Ночь подкрадывалась, как черная кошка, невидная, неслышная и близкая совсем. По небу разлеглись низкие облака, похожие на кошачьи хвосты. На душе скребли кошки… У самого подъезда тощая черная кошачья тень скользнула через дорогу. Владимир Николаевич плюнул ей вдогонку, – снова такая гнусная тоска заполнила душу, впору хоть шахматную доску сгрызть.
Вошел в комнату, – Наталья неодобрительно и обидчиво выпятила губу, – бросился в кровать, схватил зубами подушку и продырявил новую наволочку насквозь. Горю его не было предела, а зубы были молодые и вострые.
И вот началось…
Добрая старушка, которая в письмах своих ласкала дорогого и единственного Володеньку своего старческими нескладными словами, как умела, не опознала бы его теперь: осунулось лицо, а нос заострился, а глаза стали подозрительными и острыми, и щетка волос на подбородке придала всему облику его какой-то серый, бродяжий налет.

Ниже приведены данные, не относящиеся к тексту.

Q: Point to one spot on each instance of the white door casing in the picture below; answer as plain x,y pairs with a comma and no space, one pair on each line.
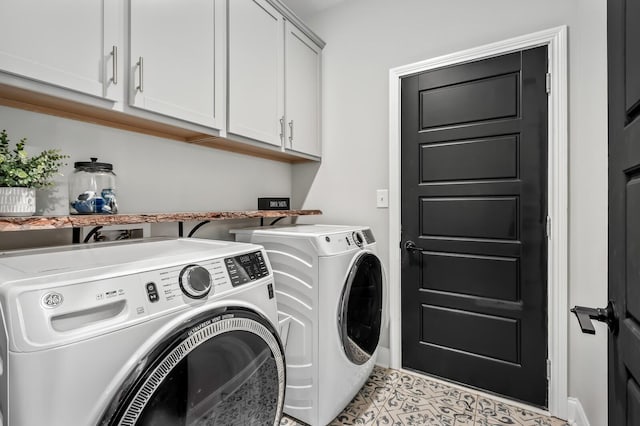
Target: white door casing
556,41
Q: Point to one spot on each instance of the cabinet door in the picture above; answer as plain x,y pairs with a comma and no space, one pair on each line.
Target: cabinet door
173,58
255,75
67,44
302,104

Вечера напролет упорно бродил он по сумеркам, перебегал улицу, заглядывал в темные лица встречных, подглядывал в чужие окна, – искал. Не сомневался, что это совсем рядом, так что, если чуть волю поднапрячь, как при утерянном ключе вскрывают дверной замок, он сразу ворвется к ней в ту мнимую математическую даль.